If the extent of your evaluation is a quick search for public info, and you don’t find much, I think the responsible conclusion is “it’s unclear what happened” rather than “something went wrong”. I think this holds even for projects that obviously should have public outputs if they’ve gone well. If someone got a grant to publish a book, and there’s no book, that might look like a failure—but they also might have been diagnosed with cancer, or gotten a sudden offer for a promising job that left them with no time to write. (In the latter case, I’d hope they would give the grant back, but that’s something a quick search probably wouldn’t find.)
(That said, it still seems to good to describe the search you did, just so future evaluators have something more to work with.)
On the other hand, if you’ve spoken to the person who got the grant, and they showed you their very best results, and you’re fairly sure you aren’t missing any critical information, it seems fine to publish a negative evaluation in almost every case (I say “almost” because this is a complicated question and possible exceptions abound.)
Depending on the depth of your search and the nature of the projects (haven’t read your post closely yet), I could see any of 1-5 being what I would do in your place.
- NunoSempere Jun 17, 2021, 8:31 AM
  6 points
  0 ∶ 0
  Parent
  If the extent of your evaluation is a quick search for public info, and you don’t find much, I think the responsible conclusion is “it’s unclear what happened” rather than “something went wrong”. I think this holds even for projects that obviously should have public outputs if they’ve gone well.
  So to push back against this, suppose that if you have four initial probabilities (legibly good, silently good, legibly bad, silently bad). Then you also have a ratio (legibly good + silently good) : (legibly bad + silently bad).
  Now if you learn that the project was not legibly good or legibly bad, then you update to (silently good, silently bad). The thing is, I expect this ratio silently good : silently bad to be different than the original (legibly good + silently good) : (legibly bad + silently bad), because I expect that most projects, when they fail, do so silently, but that a large portion of successes have a post written about them.
  For an intuition pump, suppose that none of the projects from the LTF had any information to be found online about them. Then this would probably be an update downwards. But what’s true about the aggregate seems also true probabilistically about the individual projects.
  So overall, because I disagree that the “Bayesian” conclusion is uncertainty, I do see a tension between the thing to do to maintain social harmony and the thing to do if one wants to transmit a maximal amount of information. I think this is particularly the case “for projects that obviously should have public outputs if they’ve gone well”.
  But then you also have other things, like:
  - Some areas (like independent research on foundational topics) might be much, much more illegible than others (e.g, organizing a conference)
  - Doing this kind of update might incentivize people to go into more legible areas
  - An error rate changes things in complicated ways. In particular, maybe the error rate in the evaluation increases the more negative the evaluation is (though I think that the opposite is perhaps more likely).
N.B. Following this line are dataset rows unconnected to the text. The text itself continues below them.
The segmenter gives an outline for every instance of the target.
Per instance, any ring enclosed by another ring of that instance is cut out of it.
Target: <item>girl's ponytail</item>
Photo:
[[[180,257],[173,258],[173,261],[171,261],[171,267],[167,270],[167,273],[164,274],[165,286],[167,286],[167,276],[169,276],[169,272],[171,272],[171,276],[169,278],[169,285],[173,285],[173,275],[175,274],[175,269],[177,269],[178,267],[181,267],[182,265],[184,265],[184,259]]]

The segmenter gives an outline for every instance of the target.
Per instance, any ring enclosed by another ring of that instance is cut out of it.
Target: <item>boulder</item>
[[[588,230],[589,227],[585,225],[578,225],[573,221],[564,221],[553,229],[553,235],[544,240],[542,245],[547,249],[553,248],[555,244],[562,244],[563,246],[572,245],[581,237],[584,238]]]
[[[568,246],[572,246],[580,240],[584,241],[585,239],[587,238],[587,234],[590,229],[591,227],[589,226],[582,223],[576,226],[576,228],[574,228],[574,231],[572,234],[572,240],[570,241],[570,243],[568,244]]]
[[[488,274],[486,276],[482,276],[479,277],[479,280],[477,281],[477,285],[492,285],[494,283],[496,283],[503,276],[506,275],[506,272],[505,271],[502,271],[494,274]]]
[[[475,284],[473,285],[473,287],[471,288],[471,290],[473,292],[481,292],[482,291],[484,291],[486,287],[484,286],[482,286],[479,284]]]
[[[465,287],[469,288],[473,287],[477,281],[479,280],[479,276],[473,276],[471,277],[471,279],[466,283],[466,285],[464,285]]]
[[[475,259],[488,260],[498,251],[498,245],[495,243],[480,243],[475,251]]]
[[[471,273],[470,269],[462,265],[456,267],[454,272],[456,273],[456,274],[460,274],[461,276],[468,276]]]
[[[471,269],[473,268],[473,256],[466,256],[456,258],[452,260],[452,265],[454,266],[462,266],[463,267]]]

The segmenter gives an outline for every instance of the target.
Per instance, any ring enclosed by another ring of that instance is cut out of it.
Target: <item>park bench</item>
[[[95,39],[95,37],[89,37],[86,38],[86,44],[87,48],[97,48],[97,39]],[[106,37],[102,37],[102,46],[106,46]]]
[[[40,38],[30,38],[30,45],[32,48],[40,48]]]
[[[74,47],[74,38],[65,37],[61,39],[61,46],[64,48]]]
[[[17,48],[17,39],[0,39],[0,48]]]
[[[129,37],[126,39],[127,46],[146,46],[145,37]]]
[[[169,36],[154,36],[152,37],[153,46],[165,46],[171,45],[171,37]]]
This would depend on your prior about how good most interventions are.
  - ...
  - Aaron Gertler 🔸Jun 17, 2021, 8:51 AM
    4 points
    0 ∶ 0
    Parent
    I was too vague in my response here: By “the responsible conclusion”, I mean something like “what seems like a good norm for discussing an individual project” rather than “what you should conclude in your own mind”.
    I agree on silent success vs. silent failure and would update in the same way you would upon seeing silence from a project where I expected a legible output.
    If the book isn’t published in my example, it seems more likely that some mundane thing went poorly (e.g. book wasn’t good enough to publish) than that the author got cancer or found a higher-impact opportunity. But if I were reporting an evaluation, I would still write something more like “I couldn’t find information on this, and I’m not sure what happened” than “I couldn’t find information on this, and the grant probably failed”.
    (Of course, I’m more likely to assume and write about genuine failure based on certain factors: a bigger grant, a bigger team, a higher expectancy of a legible result, etc. If EA Funds makes a $1m grant to CFAR to share their work with the world, and CFAR’s website has vanished three years later, I wouldn’t be shy about evaluating that grant.)
    I’m more comfortable drawing judgments about an overall grant round. If there are ten grants, and seven of them are “no info, not sure what happened”, that seems like strong evidence that most of the grants didn’t work out, even if I’m not past the threshold of calling any individual grant a failure. I could see writing something like: “I couldn’t find information on seven of the ten grants where I expected to see results; while I’m not sure what happened in any given case, this represents much less public output than I expected, and I’ve updated negatively about the expected impact of the fund’s average grant as a result.”
    (Not that I’m saying an average grant necessarily should have a legible positive impact; hits-based giving is a thing. But all else being equal, more silence is a bad sign.)